Depuis 2018, Amandera sélectionne donc des terres dégradées pour y développer des projets agroécologiques de fruits secs. La première exploitation en Provence se fera sur les terres de Jean-Pierre Estienne d’Orves, propriétaire avec ses héritiers d’une vingtaine d’hectares sur la commune d’Aix vers Rognes. La hoirie a signé un bail longue durée de 25 ans et l’équipe d’Amandera y développe une agriculture régénératrice où l’observation des insectes, des oiseaux, de l’enherbement a autant d’importance que la récolte des amandes. Pour trouver ou retrouver les bons « cépages » et ne pas utiliser les espèces intensives américaines Amandera privilégie les variétés françaises et leur diversité avec une quinzaine d’espèces différentes plantées au Pays d’Aix. Pour économiser l’eau une irrigation en goutte à goutte enterré a été installée.

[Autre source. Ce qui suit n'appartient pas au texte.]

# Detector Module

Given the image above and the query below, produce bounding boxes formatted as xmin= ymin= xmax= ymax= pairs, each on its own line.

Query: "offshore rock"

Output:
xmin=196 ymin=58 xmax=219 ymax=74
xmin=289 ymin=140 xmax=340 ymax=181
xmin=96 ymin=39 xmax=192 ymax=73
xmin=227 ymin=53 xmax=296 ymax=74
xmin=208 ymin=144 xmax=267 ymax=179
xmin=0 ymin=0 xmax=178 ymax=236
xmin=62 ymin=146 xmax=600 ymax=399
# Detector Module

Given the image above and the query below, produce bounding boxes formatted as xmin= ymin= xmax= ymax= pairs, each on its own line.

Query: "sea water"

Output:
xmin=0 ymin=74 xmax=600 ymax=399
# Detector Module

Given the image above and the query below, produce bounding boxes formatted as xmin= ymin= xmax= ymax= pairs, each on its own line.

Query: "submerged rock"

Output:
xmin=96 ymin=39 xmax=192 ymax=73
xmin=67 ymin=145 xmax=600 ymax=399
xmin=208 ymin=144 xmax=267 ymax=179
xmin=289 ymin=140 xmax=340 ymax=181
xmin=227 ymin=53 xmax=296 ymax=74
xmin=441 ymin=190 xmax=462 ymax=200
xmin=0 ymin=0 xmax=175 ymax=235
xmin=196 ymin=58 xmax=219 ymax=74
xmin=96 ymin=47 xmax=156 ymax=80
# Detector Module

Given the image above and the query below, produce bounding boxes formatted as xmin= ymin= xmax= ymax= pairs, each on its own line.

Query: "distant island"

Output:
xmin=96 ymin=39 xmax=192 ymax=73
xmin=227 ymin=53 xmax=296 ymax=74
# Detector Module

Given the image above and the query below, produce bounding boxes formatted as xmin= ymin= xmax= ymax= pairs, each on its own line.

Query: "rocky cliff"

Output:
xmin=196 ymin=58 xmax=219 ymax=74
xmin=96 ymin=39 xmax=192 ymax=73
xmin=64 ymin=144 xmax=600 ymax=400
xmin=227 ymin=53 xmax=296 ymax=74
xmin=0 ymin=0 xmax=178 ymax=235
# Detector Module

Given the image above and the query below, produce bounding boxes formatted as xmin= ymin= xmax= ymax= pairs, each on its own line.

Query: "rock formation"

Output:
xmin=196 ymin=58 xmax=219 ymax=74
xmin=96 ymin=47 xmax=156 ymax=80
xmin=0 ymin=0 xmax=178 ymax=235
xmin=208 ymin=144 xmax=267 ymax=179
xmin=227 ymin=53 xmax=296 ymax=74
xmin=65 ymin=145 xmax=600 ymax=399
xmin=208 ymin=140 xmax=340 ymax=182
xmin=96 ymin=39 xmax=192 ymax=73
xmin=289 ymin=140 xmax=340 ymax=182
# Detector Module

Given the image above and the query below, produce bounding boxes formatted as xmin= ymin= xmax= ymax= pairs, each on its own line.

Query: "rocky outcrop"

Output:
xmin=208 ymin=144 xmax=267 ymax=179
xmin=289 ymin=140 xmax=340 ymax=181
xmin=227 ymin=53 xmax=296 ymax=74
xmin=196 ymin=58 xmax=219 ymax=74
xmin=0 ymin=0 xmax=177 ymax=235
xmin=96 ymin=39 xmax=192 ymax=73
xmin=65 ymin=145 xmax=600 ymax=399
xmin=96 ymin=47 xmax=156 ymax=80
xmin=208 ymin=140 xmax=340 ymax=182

Ce projet agricole et économique, cet agrosystème repose sur des principes forts de l’agriculture biologique et s’impose des pratiques mesurables sur :
- Les ressources hydriques
- La restructuration des paysages
- La vie du sol (le non-labour),
- Le retour de la biodiversité (haies diversifiées, nichoirs, hôtels à insectes)
L’objectif écologique explique Amandera, « est de permettre le retour de sols vivants, en maximisant la séquestration carbone, en améliorant la rétention en eau des sols, et en nous interdisant le labour. Nous devons combiner géologie, agriculture, économie et agronomie. Il faut choisir les sols en fonction du projet, et valider que les itinéraires techniques pourront ensuite permettre leur revalorisation. »

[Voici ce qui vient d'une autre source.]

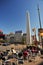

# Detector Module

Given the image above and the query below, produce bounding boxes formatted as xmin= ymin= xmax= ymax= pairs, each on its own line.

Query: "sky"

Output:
xmin=0 ymin=0 xmax=43 ymax=34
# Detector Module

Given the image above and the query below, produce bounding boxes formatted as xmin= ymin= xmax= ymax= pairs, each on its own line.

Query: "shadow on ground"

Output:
xmin=38 ymin=62 xmax=43 ymax=65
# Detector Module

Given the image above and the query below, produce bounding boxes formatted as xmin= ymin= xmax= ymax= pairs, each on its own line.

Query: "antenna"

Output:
xmin=37 ymin=4 xmax=42 ymax=28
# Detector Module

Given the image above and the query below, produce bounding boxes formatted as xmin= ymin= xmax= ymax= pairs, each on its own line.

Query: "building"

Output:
xmin=15 ymin=30 xmax=22 ymax=43
xmin=0 ymin=30 xmax=5 ymax=39
xmin=6 ymin=32 xmax=15 ymax=43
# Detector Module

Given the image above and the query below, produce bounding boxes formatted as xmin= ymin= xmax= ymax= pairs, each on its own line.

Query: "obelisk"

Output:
xmin=26 ymin=11 xmax=31 ymax=44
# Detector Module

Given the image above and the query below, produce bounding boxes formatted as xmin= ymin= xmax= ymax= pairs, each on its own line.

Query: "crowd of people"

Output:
xmin=0 ymin=46 xmax=43 ymax=65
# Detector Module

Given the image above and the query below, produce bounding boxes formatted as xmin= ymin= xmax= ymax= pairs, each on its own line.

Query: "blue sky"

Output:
xmin=0 ymin=0 xmax=43 ymax=33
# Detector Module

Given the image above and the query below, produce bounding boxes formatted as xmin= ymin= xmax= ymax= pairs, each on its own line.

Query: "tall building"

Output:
xmin=26 ymin=11 xmax=31 ymax=44
xmin=15 ymin=30 xmax=22 ymax=42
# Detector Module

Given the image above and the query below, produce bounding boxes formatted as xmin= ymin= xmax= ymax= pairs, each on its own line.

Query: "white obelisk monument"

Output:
xmin=26 ymin=11 xmax=31 ymax=44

Amandera : Combiner géologie, agriculture, économie et agronomie
Le binôme est devenu aixois : Frédéric Lagacherie est P.-D.G. et Rémy Frissant directeur général sont aux manettes d’une société immatriculée dans un centre d’affaires. Pas de ferme pour l’instant, pas d’équipements coûteux, Amandera travaille avec un prestataire de service agricole. Pour grandir et atteindre une taille critique, le modèle n’est pas figé, il peut s’agir de propriétaires qui veulent confier leurs terres à de bons éco-agriculteurs, « des propriétaires terriens engagés » ou de paysans en fin de carrière qui souhaitent céder leurs biens (33% de paysans français ont plus de 55 ans). Des discussions sont en cours toujours dans la région aixoise pour 40 hectares en fermage issus d’une vieille famille agricole.
La levée de fonds en capital par Wiseed se fixe 700 000 € d’objectifs avec un pallier de 300 000 € « Notre besoin de financement, explique à Gomet’ Frédéric Lagacherie est d’un million d’euros. Nous devons investir et exploiter avant que les amandiers ne soient à maturité au bout de 4 ou 5 ans. Les fonds propres serviront au financement des charges d’exploitation jusqu’à l’arrivée en pleine production des amandiers. Ils permettront d’aller chercher un levier bancaire auprès de notre partenaire historique, le Crédit Agricole Paca et Nouvelle Aquitaine, pour le financement de l’ensemble des investissements matériels (foncier, plants, système d’irrigation, matériel agricole, etc.) »
La levée sur Wiseed est bien partie puisque le seuil des 300 000 € vient d’être dépassé avec plus de 400 contributeurs. Les promoteurs veulent aussi diversifier vers d’autres fruits secs : la noisette en Aquitaine et la pistache en Provence.